I am probably the only one out there that remembers that old Black Sabbath song in the title of the post (it was already classic rock when I first heard it- I ain't that old yet!) You may have noticed a new look to the blog; please bear with me - I am an inveterate tweaker with an art degree. This thing might change looks more often than S changes his underwear. (So, like, frequently, but not every day...)
Or I might just leave it alone. What do you think?

Thursday 6 November 2014

First Date Jitters

We have a date! We attend our second  session for foster/adoption in mid-November. This is where shit gets serious and they say either "Come on down - you're a contestant on The Paperwork Is Right!" or "Move it along Ma'am, nothing to see here, nothing see here...."

I am fairly confident we will pass to the next stage (famous last words, hah!) S and I are solid, we have done our trauma and attachment homework (by we, I mean I- he gets the Cliff Notes version from  yours truly) and our parenting failures would not make good reality TV.

Fingers crossed.

Wednesday 5 November 2014

Thanks, Life – and I’m sending you the therapist’s bill

The last few weeks have been a rollercoaster. Not a huge, Disney-worthy one, but one of those little ones at the country fair, you know the kind. Shaped like a dragon, they rattle and shake your shrieking preschooler to what seems like a great height –uuup the learning curve, doooown the learning curve. And away we go again.

Losing out a dream job to a union guy only because of time served just stinks.  It sucks to be young and less experienced.  This would feel a lot less unjust if S were actually a) young, or b) inexperienced.  Boo. Unlike.  Down the rollercoaster.  So he’s home for good and slowly reintegrating into life with the family full time, but feeling sad and displaced.  Me, I ranted a bit to the grrl posse and invented a few new and elaborate curses to adequately express my indignation. I’d  like to say that I followed  my family motto – “Don’t get mad, get even” – but planning and  grudge-holding  just takes so much energy (sorry, Dad.) I’ve got better things to spend that energy on.

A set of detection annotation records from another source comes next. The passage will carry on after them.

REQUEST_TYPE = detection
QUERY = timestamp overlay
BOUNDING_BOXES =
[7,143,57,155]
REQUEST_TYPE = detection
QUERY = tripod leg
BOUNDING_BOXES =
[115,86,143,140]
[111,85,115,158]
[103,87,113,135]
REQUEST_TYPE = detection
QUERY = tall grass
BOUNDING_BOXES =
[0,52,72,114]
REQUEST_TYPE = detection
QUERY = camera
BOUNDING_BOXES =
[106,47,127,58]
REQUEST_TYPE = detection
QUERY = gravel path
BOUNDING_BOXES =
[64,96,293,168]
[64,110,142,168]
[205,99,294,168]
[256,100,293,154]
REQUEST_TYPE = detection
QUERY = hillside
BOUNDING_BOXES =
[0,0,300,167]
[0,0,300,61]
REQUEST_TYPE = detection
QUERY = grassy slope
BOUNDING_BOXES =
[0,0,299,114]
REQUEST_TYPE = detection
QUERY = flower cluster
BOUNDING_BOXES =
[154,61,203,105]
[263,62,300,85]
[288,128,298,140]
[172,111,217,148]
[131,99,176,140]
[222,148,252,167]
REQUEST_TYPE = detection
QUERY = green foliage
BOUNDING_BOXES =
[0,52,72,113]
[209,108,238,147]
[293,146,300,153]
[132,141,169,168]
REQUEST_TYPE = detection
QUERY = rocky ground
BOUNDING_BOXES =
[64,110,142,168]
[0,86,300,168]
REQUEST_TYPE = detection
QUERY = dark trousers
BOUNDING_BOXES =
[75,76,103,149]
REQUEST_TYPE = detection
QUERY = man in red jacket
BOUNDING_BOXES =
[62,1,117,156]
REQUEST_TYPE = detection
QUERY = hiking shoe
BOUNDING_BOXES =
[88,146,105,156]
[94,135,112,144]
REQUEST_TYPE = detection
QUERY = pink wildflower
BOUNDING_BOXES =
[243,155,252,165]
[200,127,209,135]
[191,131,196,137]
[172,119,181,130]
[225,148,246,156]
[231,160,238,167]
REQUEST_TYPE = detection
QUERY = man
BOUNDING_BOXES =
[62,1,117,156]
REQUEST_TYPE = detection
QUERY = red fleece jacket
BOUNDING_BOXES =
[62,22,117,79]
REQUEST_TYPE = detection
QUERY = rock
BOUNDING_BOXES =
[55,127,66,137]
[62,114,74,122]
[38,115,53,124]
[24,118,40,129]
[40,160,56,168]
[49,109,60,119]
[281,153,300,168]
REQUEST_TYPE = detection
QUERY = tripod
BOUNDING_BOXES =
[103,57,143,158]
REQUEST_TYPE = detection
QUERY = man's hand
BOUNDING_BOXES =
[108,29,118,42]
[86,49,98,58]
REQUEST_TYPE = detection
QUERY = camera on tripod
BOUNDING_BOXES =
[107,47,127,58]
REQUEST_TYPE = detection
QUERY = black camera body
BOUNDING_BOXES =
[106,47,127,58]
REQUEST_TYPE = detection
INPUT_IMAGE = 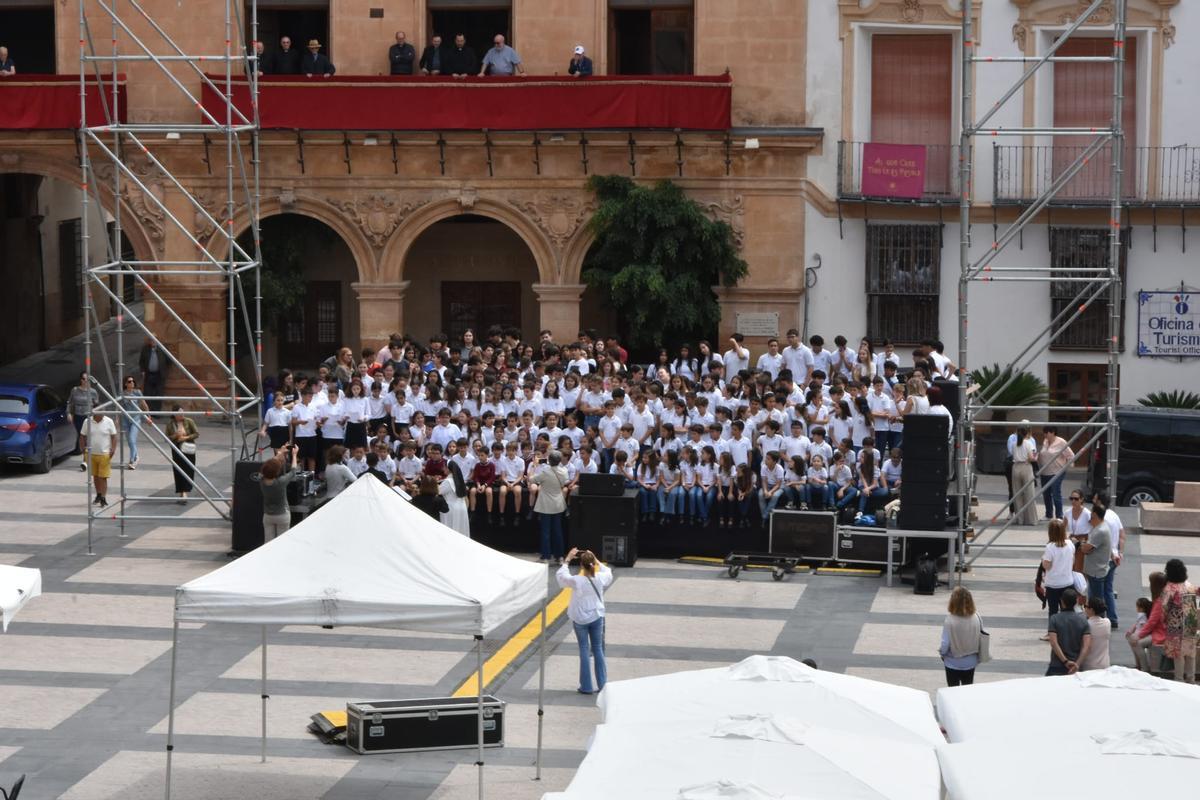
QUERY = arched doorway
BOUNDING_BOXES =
[238,213,359,373]
[403,213,539,339]
[0,173,140,365]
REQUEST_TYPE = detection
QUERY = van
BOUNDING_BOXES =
[1088,405,1200,506]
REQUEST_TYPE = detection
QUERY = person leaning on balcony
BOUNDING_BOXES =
[442,34,479,78]
[300,38,337,78]
[479,34,524,78]
[566,44,592,78]
[259,36,300,76]
[388,30,416,76]
[420,34,442,74]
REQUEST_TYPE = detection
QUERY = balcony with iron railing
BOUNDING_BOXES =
[992,144,1200,207]
[838,140,959,205]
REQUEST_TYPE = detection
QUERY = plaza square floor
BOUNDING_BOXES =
[0,431,1161,800]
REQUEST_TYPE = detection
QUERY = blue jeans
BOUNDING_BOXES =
[121,420,142,463]
[659,486,683,515]
[538,513,563,559]
[1042,473,1063,519]
[572,616,608,694]
[1104,559,1117,627]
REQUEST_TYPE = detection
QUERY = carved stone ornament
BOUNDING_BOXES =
[329,194,424,249]
[91,154,167,254]
[700,194,746,249]
[509,193,595,252]
[900,0,925,23]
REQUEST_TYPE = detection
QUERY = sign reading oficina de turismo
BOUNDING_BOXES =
[1138,289,1200,357]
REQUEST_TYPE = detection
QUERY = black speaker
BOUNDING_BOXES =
[232,461,264,553]
[566,489,637,566]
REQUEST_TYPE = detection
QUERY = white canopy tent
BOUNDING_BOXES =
[937,667,1200,744]
[167,479,548,800]
[546,656,944,800]
[0,564,42,631]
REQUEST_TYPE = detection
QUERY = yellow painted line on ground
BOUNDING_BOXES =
[452,589,571,697]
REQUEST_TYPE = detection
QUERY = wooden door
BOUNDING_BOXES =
[871,34,954,194]
[442,281,521,341]
[1042,37,1138,203]
[280,281,342,371]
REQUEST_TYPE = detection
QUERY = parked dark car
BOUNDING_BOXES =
[0,384,78,473]
[1088,405,1200,506]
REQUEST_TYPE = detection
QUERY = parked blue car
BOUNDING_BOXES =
[0,384,79,473]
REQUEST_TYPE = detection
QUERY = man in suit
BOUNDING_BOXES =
[300,38,336,78]
[442,34,479,78]
[420,34,442,76]
[263,36,300,76]
[138,336,170,411]
[388,30,416,76]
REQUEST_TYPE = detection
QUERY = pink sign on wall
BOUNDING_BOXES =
[863,142,925,200]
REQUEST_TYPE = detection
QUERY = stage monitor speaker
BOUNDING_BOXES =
[565,489,637,566]
[767,510,838,561]
[576,473,625,498]
[232,461,263,553]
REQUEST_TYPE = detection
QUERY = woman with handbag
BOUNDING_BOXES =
[554,547,612,694]
[938,587,988,686]
[167,404,200,505]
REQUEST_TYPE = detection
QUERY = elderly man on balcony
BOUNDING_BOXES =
[479,34,524,78]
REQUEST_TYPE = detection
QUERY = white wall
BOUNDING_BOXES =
[805,1,1200,402]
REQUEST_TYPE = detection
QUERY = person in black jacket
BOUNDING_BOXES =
[300,38,336,78]
[262,36,300,76]
[420,34,442,76]
[388,30,416,76]
[442,34,479,78]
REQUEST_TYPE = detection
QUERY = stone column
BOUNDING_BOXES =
[533,283,587,342]
[350,281,410,345]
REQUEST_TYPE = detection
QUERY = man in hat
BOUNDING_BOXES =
[300,38,336,78]
[566,44,592,78]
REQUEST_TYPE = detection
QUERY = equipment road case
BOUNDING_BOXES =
[346,694,504,754]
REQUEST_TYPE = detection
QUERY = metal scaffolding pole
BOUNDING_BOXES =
[77,0,262,546]
[955,0,1127,568]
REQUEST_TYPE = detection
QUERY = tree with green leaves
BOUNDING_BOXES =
[583,175,749,347]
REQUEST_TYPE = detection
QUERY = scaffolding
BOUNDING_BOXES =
[78,0,263,555]
[955,0,1127,568]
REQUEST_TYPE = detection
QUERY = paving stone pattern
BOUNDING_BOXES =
[0,441,1161,800]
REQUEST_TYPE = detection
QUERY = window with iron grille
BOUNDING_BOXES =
[1050,228,1129,350]
[866,224,942,344]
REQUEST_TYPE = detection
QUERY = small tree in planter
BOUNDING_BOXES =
[971,363,1050,475]
[583,175,749,348]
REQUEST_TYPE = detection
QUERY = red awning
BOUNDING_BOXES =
[203,76,732,131]
[0,73,126,131]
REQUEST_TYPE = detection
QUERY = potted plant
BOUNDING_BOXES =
[971,363,1050,475]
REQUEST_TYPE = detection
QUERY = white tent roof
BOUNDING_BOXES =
[599,655,946,746]
[937,667,1200,743]
[0,564,42,631]
[553,719,941,800]
[937,734,1200,800]
[175,479,547,636]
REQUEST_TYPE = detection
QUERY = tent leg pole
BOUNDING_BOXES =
[260,625,270,764]
[475,636,484,800]
[533,600,546,781]
[164,623,179,800]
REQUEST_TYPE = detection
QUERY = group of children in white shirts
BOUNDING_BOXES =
[262,331,952,528]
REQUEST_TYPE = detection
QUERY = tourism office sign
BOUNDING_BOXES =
[1138,289,1200,359]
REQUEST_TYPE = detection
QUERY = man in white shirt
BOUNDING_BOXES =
[758,337,784,383]
[784,327,812,386]
[721,333,750,378]
[79,410,116,507]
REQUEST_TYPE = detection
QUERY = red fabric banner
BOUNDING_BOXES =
[202,76,732,131]
[0,73,126,131]
[863,142,925,200]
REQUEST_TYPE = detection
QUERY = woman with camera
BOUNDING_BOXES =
[554,547,612,694]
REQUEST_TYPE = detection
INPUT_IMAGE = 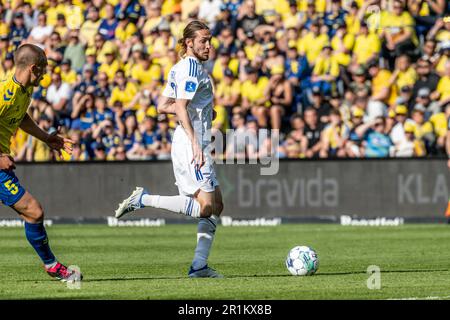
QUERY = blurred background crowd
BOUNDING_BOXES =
[0,0,450,161]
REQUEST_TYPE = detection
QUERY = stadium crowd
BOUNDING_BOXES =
[0,0,450,161]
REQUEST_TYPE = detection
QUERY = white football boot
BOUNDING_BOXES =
[188,265,223,278]
[115,187,148,219]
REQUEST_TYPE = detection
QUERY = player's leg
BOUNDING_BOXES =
[115,139,214,219]
[11,191,82,281]
[115,187,208,219]
[189,186,223,278]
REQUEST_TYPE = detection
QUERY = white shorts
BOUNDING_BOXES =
[171,126,219,196]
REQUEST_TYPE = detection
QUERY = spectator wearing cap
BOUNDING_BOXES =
[331,23,355,68]
[0,53,14,80]
[212,47,239,82]
[429,103,450,155]
[161,49,178,83]
[98,43,121,82]
[279,113,308,158]
[244,31,263,61]
[123,42,145,77]
[142,1,163,39]
[94,72,111,97]
[92,119,122,154]
[324,0,347,37]
[53,13,69,42]
[70,93,96,133]
[127,116,159,160]
[392,55,417,91]
[345,107,364,158]
[352,22,381,65]
[436,40,450,76]
[98,3,118,41]
[114,12,138,44]
[236,0,266,41]
[47,72,72,113]
[282,0,306,29]
[303,107,324,158]
[44,31,66,62]
[63,30,86,72]
[211,0,236,39]
[61,60,77,87]
[381,0,418,67]
[198,0,223,28]
[432,60,450,105]
[149,20,177,65]
[284,45,311,89]
[262,41,284,75]
[310,86,332,124]
[415,87,441,120]
[405,104,435,150]
[241,66,269,128]
[0,33,12,61]
[427,13,450,47]
[157,114,173,160]
[26,114,53,162]
[94,95,114,124]
[356,117,393,158]
[80,6,101,47]
[264,65,294,130]
[72,64,97,100]
[311,45,339,96]
[298,20,329,66]
[214,68,241,112]
[131,52,162,91]
[391,122,426,157]
[225,112,248,159]
[114,0,145,27]
[217,28,238,55]
[319,110,350,158]
[91,142,106,161]
[28,12,53,45]
[9,12,29,50]
[413,57,439,99]
[109,69,138,106]
[390,104,411,149]
[367,59,397,106]
[300,0,326,29]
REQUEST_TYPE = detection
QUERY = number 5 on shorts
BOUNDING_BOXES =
[4,180,19,195]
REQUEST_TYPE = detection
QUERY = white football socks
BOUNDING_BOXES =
[192,215,218,270]
[141,194,200,218]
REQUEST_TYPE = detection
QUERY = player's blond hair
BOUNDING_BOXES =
[14,43,46,69]
[178,20,209,58]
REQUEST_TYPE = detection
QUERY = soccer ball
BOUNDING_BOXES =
[286,246,319,276]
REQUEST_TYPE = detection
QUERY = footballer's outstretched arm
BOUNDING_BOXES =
[158,95,176,114]
[175,99,205,168]
[19,113,74,156]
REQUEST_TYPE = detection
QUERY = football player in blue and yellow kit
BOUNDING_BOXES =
[0,44,82,281]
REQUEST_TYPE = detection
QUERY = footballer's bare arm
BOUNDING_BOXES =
[158,96,176,114]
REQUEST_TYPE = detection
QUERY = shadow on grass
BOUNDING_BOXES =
[13,269,450,283]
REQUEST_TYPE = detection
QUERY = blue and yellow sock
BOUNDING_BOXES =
[25,222,56,266]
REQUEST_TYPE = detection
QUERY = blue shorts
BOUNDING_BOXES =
[0,170,25,206]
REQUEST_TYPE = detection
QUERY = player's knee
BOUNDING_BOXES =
[27,199,44,223]
[214,202,223,216]
[200,203,213,218]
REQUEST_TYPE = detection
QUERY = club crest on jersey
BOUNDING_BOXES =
[185,81,197,92]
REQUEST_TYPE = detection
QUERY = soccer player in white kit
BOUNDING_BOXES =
[115,21,223,278]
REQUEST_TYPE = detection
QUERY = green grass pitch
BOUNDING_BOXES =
[0,224,450,300]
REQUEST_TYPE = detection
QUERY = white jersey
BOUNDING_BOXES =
[163,56,214,148]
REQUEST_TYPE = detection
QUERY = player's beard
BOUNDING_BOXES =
[193,48,209,62]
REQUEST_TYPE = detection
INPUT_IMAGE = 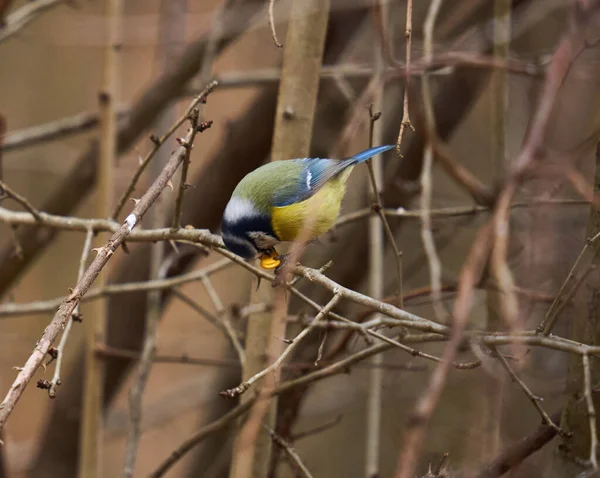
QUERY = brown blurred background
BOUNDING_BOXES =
[0,0,600,478]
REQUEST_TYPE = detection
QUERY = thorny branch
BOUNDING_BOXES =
[367,106,404,307]
[0,181,41,221]
[492,349,566,435]
[581,353,598,471]
[111,81,217,219]
[0,82,217,430]
[0,0,66,43]
[396,0,415,157]
[48,226,94,398]
[263,425,313,478]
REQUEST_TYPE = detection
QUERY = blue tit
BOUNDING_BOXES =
[221,145,395,269]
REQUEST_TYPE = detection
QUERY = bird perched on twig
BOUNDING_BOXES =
[221,145,395,269]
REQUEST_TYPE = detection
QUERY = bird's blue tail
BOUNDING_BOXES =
[344,144,396,165]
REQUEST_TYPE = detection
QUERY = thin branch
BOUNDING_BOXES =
[364,24,386,477]
[581,353,598,471]
[0,0,66,43]
[149,399,255,478]
[111,85,217,219]
[0,82,216,430]
[263,425,313,478]
[476,411,562,478]
[421,0,447,322]
[268,0,283,48]
[396,218,491,478]
[0,106,129,152]
[0,199,590,246]
[0,181,41,221]
[537,232,600,335]
[48,230,94,398]
[396,0,415,157]
[367,108,404,308]
[219,293,341,398]
[492,349,566,435]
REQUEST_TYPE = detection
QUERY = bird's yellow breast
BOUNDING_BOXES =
[271,176,351,241]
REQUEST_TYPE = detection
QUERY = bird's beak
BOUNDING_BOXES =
[260,249,281,269]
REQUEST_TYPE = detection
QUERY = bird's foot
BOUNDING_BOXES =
[272,254,291,287]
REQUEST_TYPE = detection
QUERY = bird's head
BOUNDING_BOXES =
[221,194,279,260]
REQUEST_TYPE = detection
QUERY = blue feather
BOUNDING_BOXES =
[272,144,396,207]
[346,144,396,164]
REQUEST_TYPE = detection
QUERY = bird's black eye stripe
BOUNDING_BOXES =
[221,216,277,242]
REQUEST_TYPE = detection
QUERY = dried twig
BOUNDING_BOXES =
[0,0,66,43]
[111,81,217,219]
[421,0,447,322]
[477,411,562,478]
[263,425,313,478]
[269,0,283,48]
[0,106,129,151]
[396,0,415,157]
[492,349,566,435]
[0,181,41,221]
[396,224,491,478]
[0,83,216,430]
[48,230,94,398]
[219,292,341,398]
[581,353,598,471]
[367,108,404,307]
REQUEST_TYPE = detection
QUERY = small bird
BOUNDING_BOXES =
[221,145,396,269]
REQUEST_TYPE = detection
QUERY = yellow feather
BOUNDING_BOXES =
[271,167,352,241]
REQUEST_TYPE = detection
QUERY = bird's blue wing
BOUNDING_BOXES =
[272,144,395,207]
[272,158,345,207]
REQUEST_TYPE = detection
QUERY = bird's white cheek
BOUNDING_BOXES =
[223,197,259,223]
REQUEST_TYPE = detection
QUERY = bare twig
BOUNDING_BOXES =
[421,0,447,322]
[0,82,216,429]
[263,425,313,478]
[111,81,217,219]
[396,0,415,157]
[0,0,65,43]
[367,108,404,308]
[48,230,94,398]
[477,411,562,478]
[149,399,255,478]
[268,0,283,48]
[0,106,129,151]
[202,274,246,365]
[493,349,565,435]
[0,181,41,221]
[220,293,341,398]
[396,224,491,478]
[581,353,598,471]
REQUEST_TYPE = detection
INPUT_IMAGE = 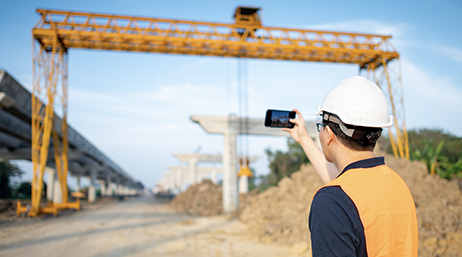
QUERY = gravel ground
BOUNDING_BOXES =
[0,196,298,257]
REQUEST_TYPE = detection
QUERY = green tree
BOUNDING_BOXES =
[0,162,24,198]
[402,129,462,179]
[262,138,309,186]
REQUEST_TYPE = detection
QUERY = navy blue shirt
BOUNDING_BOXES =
[309,157,385,257]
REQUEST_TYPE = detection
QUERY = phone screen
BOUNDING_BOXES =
[265,110,295,128]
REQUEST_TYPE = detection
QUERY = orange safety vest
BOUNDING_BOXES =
[318,165,418,257]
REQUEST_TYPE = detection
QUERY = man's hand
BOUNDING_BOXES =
[282,109,310,144]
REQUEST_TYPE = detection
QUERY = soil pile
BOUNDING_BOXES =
[170,179,223,216]
[240,155,462,256]
[239,162,322,245]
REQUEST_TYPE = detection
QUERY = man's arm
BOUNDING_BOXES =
[282,109,339,184]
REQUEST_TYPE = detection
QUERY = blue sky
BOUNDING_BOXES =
[0,0,462,187]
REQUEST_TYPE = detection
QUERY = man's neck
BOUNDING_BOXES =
[334,147,375,173]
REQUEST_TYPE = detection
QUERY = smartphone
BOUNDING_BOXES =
[265,110,296,128]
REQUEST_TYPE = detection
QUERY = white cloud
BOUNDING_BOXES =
[437,46,462,63]
[305,19,413,47]
[401,58,462,136]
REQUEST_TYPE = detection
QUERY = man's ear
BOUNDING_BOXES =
[326,126,336,145]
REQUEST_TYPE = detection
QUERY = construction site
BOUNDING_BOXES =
[0,2,462,257]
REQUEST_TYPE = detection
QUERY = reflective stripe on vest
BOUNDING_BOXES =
[321,165,418,256]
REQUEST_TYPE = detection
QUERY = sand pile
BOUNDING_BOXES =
[239,162,322,245]
[240,155,462,256]
[170,179,223,216]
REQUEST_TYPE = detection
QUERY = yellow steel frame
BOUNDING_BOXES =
[21,9,409,212]
[21,25,80,216]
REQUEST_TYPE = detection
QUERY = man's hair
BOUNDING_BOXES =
[323,120,382,151]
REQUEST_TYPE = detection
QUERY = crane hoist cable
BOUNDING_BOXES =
[238,58,252,177]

Like Hallowe’en! Yay! We had a lovely quick dinner and less-quick trick-or-treating session with our fantastic friends and their three lovely and rambunctious kids. Since they live pretty much all the way across the city, we all stayed over and had a grand ol’ time.  Did you know that there actually isn’t a weight or volume limit to the amount of candy that one small almost-four-year-old boy can carry? I swear, they're like the little Spanish grandmothers that can carry a cord of firewood and a burro up a mountain path.  Also,  a quick slice of pizza, some carrot sticks and whack of candy is not, in fact, a solid enough base on which to stack three glasses of wine and a cocktail.

On Sunday I did something that almost certainly puts me as frontrunner for this year’s award for Most Idiotic Error Resulting in Injury, which is saying quite a lot considering that my highly-distractible husband works with power tools all day.  We were just putting the finishing touches on a birthday dinner for Pickle. I was wiping down the counter and bumped a glass - I felt more than saw it start to fall. Of course I tried to catch it. One broken glass, a bucket of blood,  one visit to emergency, one  severed artery, one  damaged nerve,  five hours and five stitches later....  The doc told me to fast from midnight and come back to the hospital at seven in the morning for the plastic surgeon to repair the nerve damage. I waited there all day with no food, no water and no surgeon. Ain’t medicare grand? So now it is heal and wait for an appointment for surgery, where they get to cut my hand open again. Yay stitches. I guess I should invest in more band-aids.

So what did I learn this week? That you never count your chickens before they hatch, that candy is not a food group, and that housework is not only never-ending, but downright dangerous. That I need to take life as I find it and squeeze all the goodness out of it- hilarious, loving,  Halloween-obsessed friends; fantastic kids,  and a husband who washes the dishes and hands you a sippy cup of wine, because he says that everyone needs one whole hand to work with. Smartass.


I am pretty sure I knew all that at one point, but sometimes I need reminding.